AtomGraph is a novel automated framework designed to detect atomicity violations in Ethereum smart contracts with high precision and recall. Atomicity violations occur when a transaction fails to execute in an all‑or‑nothing fashion, leaving the contract in an inconsistent intermediate state. Existing static and dynamic analysis tools either suffer from high false‑positive rates or low coverage, especially for this subtle class of bugs.

The pipeline begins by disassembling contract bytecode according to the EVM specification and partitioning the instruction stream into basic blocks—continuous sequences with a single entry and exit point, delimited by control‑flow instructions such as JUMP, JUMPI, STOP, REVERT, and RETURN. By analyzing jump targets, a complete Control Flow Graph (CFG) is constructed, capturing the exact execution flow of the contract. The CFG is exported in DOT format for downstream processing.

AtomGraph then extracts two heterogeneous modalities from the CFG: (1) a structural modality using Node2Vec to embed the topological relationships among basic blocks, and (2) a semantic modality using Word2Vec to embed opcode sequences within each block. Both embeddings are L2‑normalized before fusion.
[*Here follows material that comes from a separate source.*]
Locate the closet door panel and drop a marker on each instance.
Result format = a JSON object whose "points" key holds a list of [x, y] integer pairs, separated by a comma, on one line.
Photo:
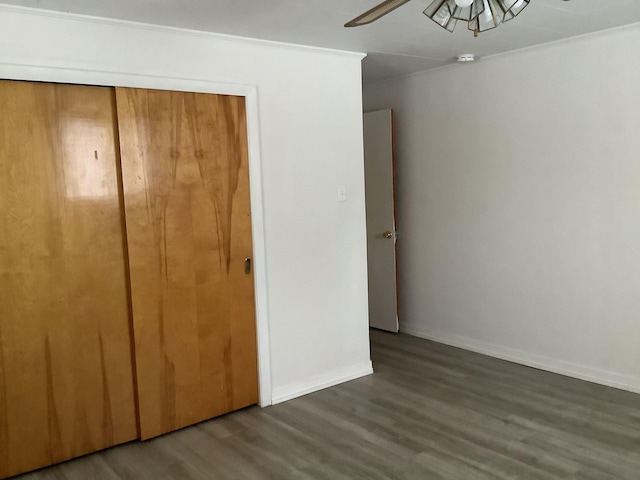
{"points": [[186, 190], [66, 379]]}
An adaptive weighted fusion mechanism linearly combines the two vectors as V_fused = α·V_struct + β·V_semantic, subject to α + β = 1. The weights α and β are learned by minimizing validation loss, allowing the model to dynamically emphasize the more informative modality for a given contract. This adaptive fusion outperforms naïve concatenation by 6.4 % in F1 score.

The fused node features are fed into a multi‑layer Graph Convolutional Network (GCN). Each GCN layer follows the propagation rule H^{(l+1)} = σ(Ď^{-1/2}ÂĎ^{-1/2} H^{(l)} W^{(l)}), where  = A + I adds self‑loops, Ď is the degree matrix, σ is a non‑linear activation, and W^{(l)} are trainable weights. Training employs the AdamW optimizer with a dynamic learning‑rate schedule, focus loss to prioritize hard examples, class‑weighting to address imbalance, data augmentation, dropout, and gradient clipping for stability.

Experiments were conducted on a curated dataset of 1,880 contracts (837 benign, 1,043 atomicity‑violating) derived from SmartBugs Wild and DAppSCAN, split 90 %/10 % for training/testing. AtomGraph achieved 96.88 % accuracy, 98.27 % recall, 96.00 % precision, 96.97 % F1, and a false‑positive rate of only 0.05 %. Compared against ten state‑of‑the‑art tools—including static analyzers (Conkas, Vandal), symbolic execution engines (Mythril, Oyente), and pattern‑matching systems (Securify)—AtomGraph consistently outperformed them, especially in recall while maintaining a low FPR.

Performance profiling on an NVIDIA GTX 4070 Ti GPU and an Intel i9‑13900KF CPU showed inference times in the order of a few hundred milliseconds per contract, making the approach viable for both batch and near‑real‑time analysis. The authors also released the source code and experimental data to ensure reproducibility.

Key contributions are: (1) the first systematic study of atomicity‑violation detection in smart contracts, (2) a multimodal learning architecture that jointly leverages CFG topology and opcode semantics, (3) an adaptive weighted fusion mechanism that dynamically balances modalities, (4) empirical validation achieving near‑perfect detection metrics, and (5) open‑source artifacts for community use.

Future work will extend AtomGraph to cross‑contract interaction graphs, support multiple blockchain platforms, and explore reinforcement‑learning‑based detection policies to further improve scalability and robustness.